TVGuide.com: The judges made a big deal about your height, too. I didn't think there was such a thing as "too tall" for a model!
Sara:
I thought that, too, but now I know. But I don't think they told me that I was necessarily too tall — [it was] more that I didn't know how to use my height.

TVGuide.com: OK, I saved the best question for last. Are you ready?
Sara:
Bring it on.

TVGuide.com: What's it like being in a room with Jade? Is it hard not just to laugh in her face?
Sara:
[Laughs] Well, there was lots of laughing. You couldn't help it! She is an incredible person. And you know what? Whenever I've been recognized, people say, "Oh, you're Sara from Top Model!" And the next thing out of their mouths is always, "Is that how Jade really is?" or, "When is she getting kicked off?" And you know what?
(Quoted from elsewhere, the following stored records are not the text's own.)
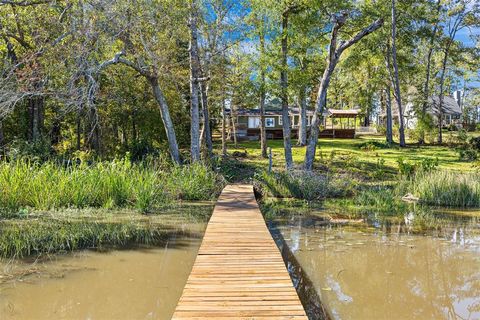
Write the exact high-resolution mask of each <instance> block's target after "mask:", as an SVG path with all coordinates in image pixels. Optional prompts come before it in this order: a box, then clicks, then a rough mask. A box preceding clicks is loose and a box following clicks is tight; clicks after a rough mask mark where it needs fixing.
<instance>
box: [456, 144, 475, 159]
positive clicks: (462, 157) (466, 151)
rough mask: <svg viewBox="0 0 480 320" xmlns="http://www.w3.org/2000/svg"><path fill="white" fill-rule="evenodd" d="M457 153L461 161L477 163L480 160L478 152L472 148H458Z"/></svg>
mask: <svg viewBox="0 0 480 320" xmlns="http://www.w3.org/2000/svg"><path fill="white" fill-rule="evenodd" d="M457 152H458V159H459V160H461V161H475V160H477V158H478V154H477V150H475V149H472V148H468V147H467V148H458V149H457Z"/></svg>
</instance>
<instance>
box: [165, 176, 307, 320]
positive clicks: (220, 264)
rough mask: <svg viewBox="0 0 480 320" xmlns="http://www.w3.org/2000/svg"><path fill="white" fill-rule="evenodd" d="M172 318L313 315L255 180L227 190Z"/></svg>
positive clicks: (257, 317)
mask: <svg viewBox="0 0 480 320" xmlns="http://www.w3.org/2000/svg"><path fill="white" fill-rule="evenodd" d="M172 319H175V320H186V319H189V320H195V319H198V320H201V319H215V320H220V319H230V320H231V319H248V320H252V319H255V320H262V319H272V320H273V319H299V320H300V319H302V320H307V316H306V314H305V310H304V309H303V306H302V304H301V302H300V299H299V298H298V295H297V293H296V291H295V288H294V287H293V284H292V280H291V279H290V276H289V274H288V272H287V270H286V268H285V264H284V262H283V259H282V257H281V255H280V252H279V251H278V248H277V246H276V245H275V242H274V241H273V239H272V237H271V235H270V232H269V231H268V229H267V226H266V225H265V221H264V220H263V216H262V214H261V212H260V209H259V208H258V204H257V202H256V200H255V196H254V193H253V187H252V186H250V185H229V186H227V187H225V189H224V190H223V192H222V194H221V195H220V198H219V199H218V201H217V204H216V206H215V209H214V211H213V214H212V217H211V218H210V221H209V223H208V226H207V229H206V231H205V235H204V238H203V241H202V244H201V246H200V249H199V251H198V255H197V258H196V260H195V263H194V265H193V268H192V272H191V273H190V276H189V278H188V280H187V284H186V285H185V288H184V290H183V293H182V296H181V298H180V300H179V301H178V304H177V307H176V309H175V313H174V315H173V318H172Z"/></svg>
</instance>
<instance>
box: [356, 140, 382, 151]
mask: <svg viewBox="0 0 480 320" xmlns="http://www.w3.org/2000/svg"><path fill="white" fill-rule="evenodd" d="M358 147H359V149H360V150H363V151H375V150H378V149H387V148H389V147H390V146H389V145H388V143H386V142H380V141H368V142H364V143H361V144H360V145H359V146H358Z"/></svg>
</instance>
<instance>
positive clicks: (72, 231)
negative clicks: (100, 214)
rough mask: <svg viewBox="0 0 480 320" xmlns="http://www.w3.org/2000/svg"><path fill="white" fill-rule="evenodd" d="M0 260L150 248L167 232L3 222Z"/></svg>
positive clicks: (78, 226) (0, 230) (145, 230)
mask: <svg viewBox="0 0 480 320" xmlns="http://www.w3.org/2000/svg"><path fill="white" fill-rule="evenodd" d="M0 231H1V232H0V257H16V258H20V257H24V256H30V255H34V254H40V253H47V254H48V253H55V252H59V251H72V250H76V249H80V248H99V247H102V246H105V245H118V246H125V245H127V244H129V243H139V244H151V243H154V242H155V241H159V240H161V239H162V238H164V237H165V234H166V232H165V230H162V229H161V228H158V227H155V226H153V225H150V224H145V225H139V224H138V223H135V222H127V221H123V222H95V221H93V222H92V221H89V220H84V221H54V220H48V221H47V220H46V219H36V220H29V221H28V222H24V223H10V222H2V223H1V225H0Z"/></svg>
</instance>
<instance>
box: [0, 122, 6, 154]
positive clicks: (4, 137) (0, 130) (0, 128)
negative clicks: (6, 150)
mask: <svg viewBox="0 0 480 320" xmlns="http://www.w3.org/2000/svg"><path fill="white" fill-rule="evenodd" d="M2 122H3V120H2V119H0V150H3V146H4V145H5V137H4V135H3V123H2ZM0 156H1V155H0Z"/></svg>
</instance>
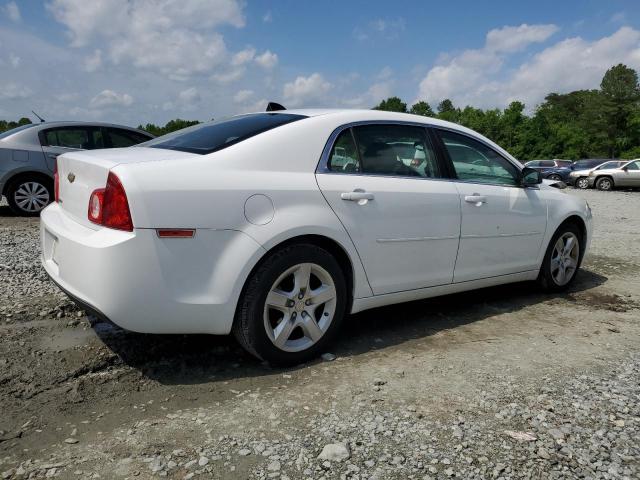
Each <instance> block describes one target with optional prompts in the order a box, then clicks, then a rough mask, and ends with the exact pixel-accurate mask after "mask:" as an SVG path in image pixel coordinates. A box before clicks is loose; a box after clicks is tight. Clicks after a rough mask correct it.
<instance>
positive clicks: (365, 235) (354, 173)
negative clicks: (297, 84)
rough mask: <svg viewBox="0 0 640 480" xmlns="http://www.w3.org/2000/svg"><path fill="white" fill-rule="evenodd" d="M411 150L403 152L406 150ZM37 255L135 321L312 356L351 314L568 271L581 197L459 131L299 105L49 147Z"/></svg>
mask: <svg viewBox="0 0 640 480" xmlns="http://www.w3.org/2000/svg"><path fill="white" fill-rule="evenodd" d="M409 150H413V151H409ZM55 191H56V202H55V203H53V204H51V205H50V206H49V207H47V208H46V209H45V210H44V211H43V212H42V216H41V219H42V221H41V239H42V251H43V259H42V261H43V264H44V268H45V269H46V271H47V273H48V274H49V275H50V277H51V278H52V279H53V280H54V281H55V282H56V283H57V284H58V285H59V286H60V287H61V288H62V290H64V291H65V292H67V294H68V295H70V296H71V297H72V298H73V299H74V300H76V301H77V302H78V303H79V304H80V305H82V306H83V307H84V308H86V309H87V310H89V311H91V312H93V313H94V314H96V315H97V316H99V317H101V318H108V319H110V320H111V321H113V322H114V323H116V324H117V325H119V326H121V327H123V328H125V329H128V330H133V331H138V332H148V333H209V334H229V333H231V332H233V334H234V335H235V337H236V338H237V339H238V340H239V342H240V343H241V344H242V345H243V346H244V347H245V348H246V349H247V350H248V351H249V352H251V353H252V354H253V355H255V356H256V357H259V358H261V359H263V360H266V361H268V362H271V363H276V364H291V363H297V362H302V361H305V360H308V359H310V358H313V357H314V356H316V355H318V354H319V353H321V352H322V351H323V350H324V349H325V348H326V346H327V344H328V343H329V342H330V341H331V340H332V339H333V338H335V336H336V335H337V334H338V332H339V331H340V326H341V323H342V322H343V320H344V318H345V316H346V315H347V314H349V313H355V312H359V311H362V310H366V309H370V308H374V307H379V306H382V305H389V304H394V303H399V302H406V301H410V300H417V299H423V298H427V297H433V296H437V295H443V294H449V293H454V292H461V291H466V290H471V289H476V288H482V287H489V286H494V285H501V284H506V283H511V282H520V281H532V280H537V281H538V282H539V284H540V285H541V286H542V287H543V288H544V289H546V290H548V291H560V290H563V289H566V288H567V287H568V286H569V285H570V284H571V282H573V281H574V279H575V277H576V273H577V271H578V269H579V267H580V264H581V261H582V259H583V257H584V254H585V252H586V250H587V248H588V245H589V241H590V238H591V222H592V220H591V211H590V209H589V206H588V205H587V204H586V203H585V202H584V200H581V199H578V198H576V197H572V196H569V195H566V194H565V193H563V192H562V191H561V190H558V189H557V188H553V187H551V186H550V185H548V184H547V183H543V182H542V180H541V178H540V173H539V172H537V171H535V170H533V169H527V168H523V167H522V166H521V165H520V163H518V161H516V160H515V159H514V158H513V157H512V156H511V155H510V154H509V153H507V152H506V151H505V150H503V149H502V148H500V147H499V146H498V145H496V144H494V143H493V142H491V141H490V140H488V139H486V138H484V137H482V136H481V135H479V134H477V133H475V132H473V131H471V130H469V129H467V128H464V127H461V126H459V125H455V124H451V123H447V122H443V121H439V120H435V119H431V118H426V117H420V116H414V115H408V114H400V113H391V112H381V111H369V110H366V111H354V110H297V111H276V112H267V113H255V114H248V115H241V116H236V117H232V118H229V119H225V120H220V121H214V122H211V123H206V124H201V125H198V126H195V127H192V128H189V129H185V130H181V131H179V132H176V133H174V134H170V135H166V136H163V137H160V138H157V139H155V140H152V141H150V142H147V143H145V144H142V145H141V146H137V147H131V148H124V149H114V150H101V151H95V152H73V153H66V154H64V155H61V156H60V157H58V165H57V173H56V181H55Z"/></svg>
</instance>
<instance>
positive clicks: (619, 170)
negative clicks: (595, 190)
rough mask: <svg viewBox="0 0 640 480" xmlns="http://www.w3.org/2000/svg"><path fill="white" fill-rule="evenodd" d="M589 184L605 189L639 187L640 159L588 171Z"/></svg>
mask: <svg viewBox="0 0 640 480" xmlns="http://www.w3.org/2000/svg"><path fill="white" fill-rule="evenodd" d="M589 186H595V187H596V188H597V189H598V190H605V191H607V190H613V189H614V188H616V187H636V188H637V187H640V159H636V160H631V161H629V162H625V163H624V164H623V165H622V166H620V167H616V168H607V169H602V170H594V171H593V172H591V173H589Z"/></svg>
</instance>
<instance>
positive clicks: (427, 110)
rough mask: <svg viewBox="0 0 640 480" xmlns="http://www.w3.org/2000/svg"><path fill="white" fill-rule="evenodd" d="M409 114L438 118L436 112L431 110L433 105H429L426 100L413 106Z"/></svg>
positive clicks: (409, 112)
mask: <svg viewBox="0 0 640 480" xmlns="http://www.w3.org/2000/svg"><path fill="white" fill-rule="evenodd" d="M409 113H413V114H414V115H422V116H424V117H435V116H436V114H435V112H434V111H433V109H432V108H431V105H429V104H428V103H427V102H425V101H424V100H420V101H419V102H417V103H414V104H413V105H412V106H411V110H409Z"/></svg>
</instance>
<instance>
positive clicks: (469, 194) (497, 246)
mask: <svg viewBox="0 0 640 480" xmlns="http://www.w3.org/2000/svg"><path fill="white" fill-rule="evenodd" d="M436 131H437V133H438V136H439V139H440V141H441V144H442V146H443V151H444V154H445V156H446V157H448V160H449V161H450V162H451V165H452V166H453V169H454V171H455V173H456V176H457V179H456V180H455V182H454V184H455V186H456V188H457V189H458V192H459V195H460V204H461V206H462V207H461V208H462V225H461V232H460V248H459V251H458V258H457V261H456V267H455V272H454V282H465V281H469V280H476V279H481V278H487V277H494V276H499V275H506V274H510V273H518V272H524V271H528V270H533V269H536V268H537V265H536V263H537V258H538V253H539V251H540V247H541V244H542V239H543V237H544V234H545V230H546V224H547V205H546V202H545V201H544V200H543V199H542V198H541V195H540V190H539V189H536V188H523V187H521V186H520V185H519V183H520V182H519V170H518V168H517V167H516V166H515V165H513V164H512V163H511V162H510V161H509V160H507V159H506V158H504V157H503V156H502V155H500V154H499V153H498V152H496V151H495V150H493V149H492V148H490V147H489V146H488V145H486V144H484V143H481V142H480V141H478V140H476V139H473V138H472V137H470V136H467V135H464V134H461V133H458V132H452V131H449V130H439V129H438V130H436Z"/></svg>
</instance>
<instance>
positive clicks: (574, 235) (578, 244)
mask: <svg viewBox="0 0 640 480" xmlns="http://www.w3.org/2000/svg"><path fill="white" fill-rule="evenodd" d="M579 258H580V242H579V241H578V237H577V236H576V235H575V234H574V233H573V232H567V233H565V234H563V235H561V236H560V238H558V240H557V241H556V243H555V245H554V246H553V252H552V253H551V276H552V277H553V281H554V282H555V283H556V284H557V285H558V286H563V285H566V284H567V283H569V282H570V281H571V279H572V278H573V276H574V275H575V273H576V270H577V269H578V260H579Z"/></svg>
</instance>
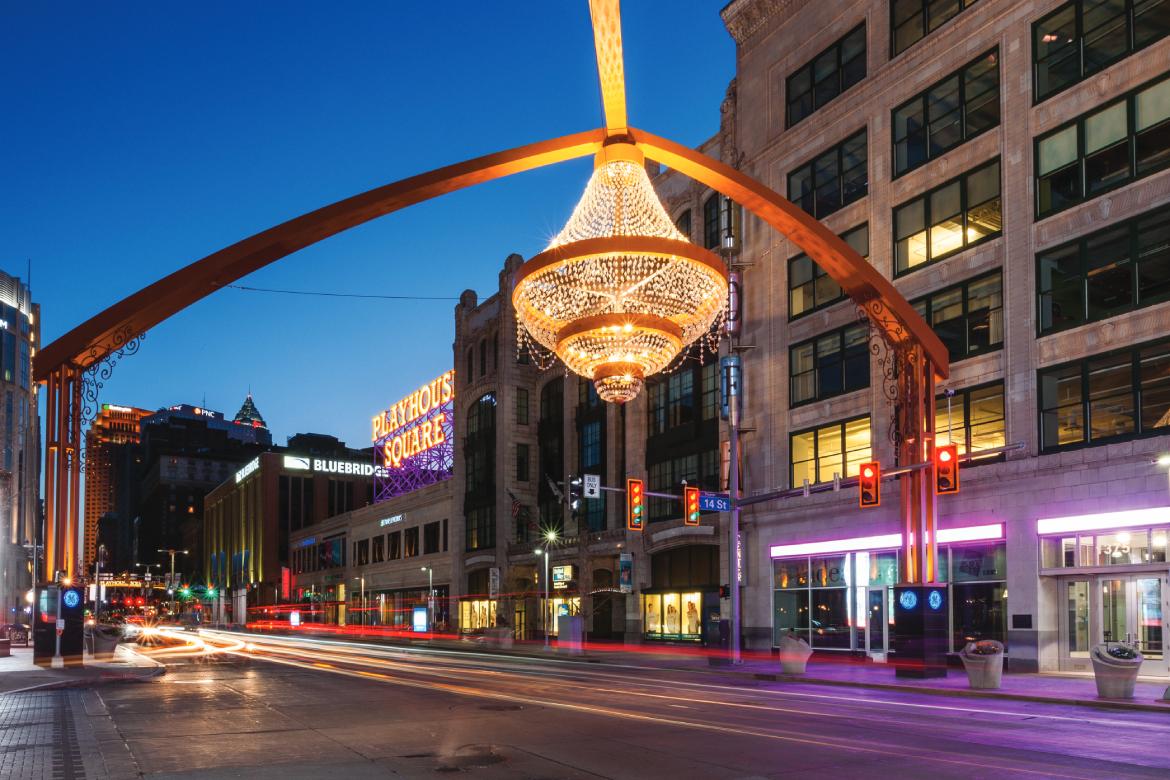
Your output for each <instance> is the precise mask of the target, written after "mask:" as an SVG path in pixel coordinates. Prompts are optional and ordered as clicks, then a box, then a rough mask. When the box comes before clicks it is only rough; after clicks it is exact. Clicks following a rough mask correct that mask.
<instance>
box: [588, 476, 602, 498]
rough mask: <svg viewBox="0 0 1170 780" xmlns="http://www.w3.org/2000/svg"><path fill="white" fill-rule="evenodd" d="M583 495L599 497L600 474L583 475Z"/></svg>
mask: <svg viewBox="0 0 1170 780" xmlns="http://www.w3.org/2000/svg"><path fill="white" fill-rule="evenodd" d="M585 497H586V498H600V497H601V476H600V475H598V474H586V475H585Z"/></svg>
That in itself is an amazing quality. People love to love her, they love to hate her, but they're still tuning in to see her. That shows what a big personality she has.

TVGuide.com: A big something, anyway.
Sara:
[Laughs] I mean, you've got to give her credit. She has undeniable confidence and a sense of self. That girl is not making any apologies for what she is, no matter how many times I was absolutely doing triple-takes at what she said. "Did you really just say that?" But at the end of the day, you have to just say, "That's Jade," and love her for it.

TVGuide.com: I still can't figure out if her sense of self — if that's what you want to call it — is enviable or scary.
Sara:
It's both, to be truthful. I've never met anyone like her in my life. I do respect her.

TVGuide.com: So Top Model taught you a valuable lesson: Take a little bit of Jade into every modeling audition!
Sara:
Exactly! We could all learn a little bit from the challenge [in which we were criticized by an actor posing as a potential client], where Jade said, "Yes, I am amazing!" That's respectable. She's quite a character. There were very, very, very unique girls in the house, and I feel lucky that I got to meet all of them.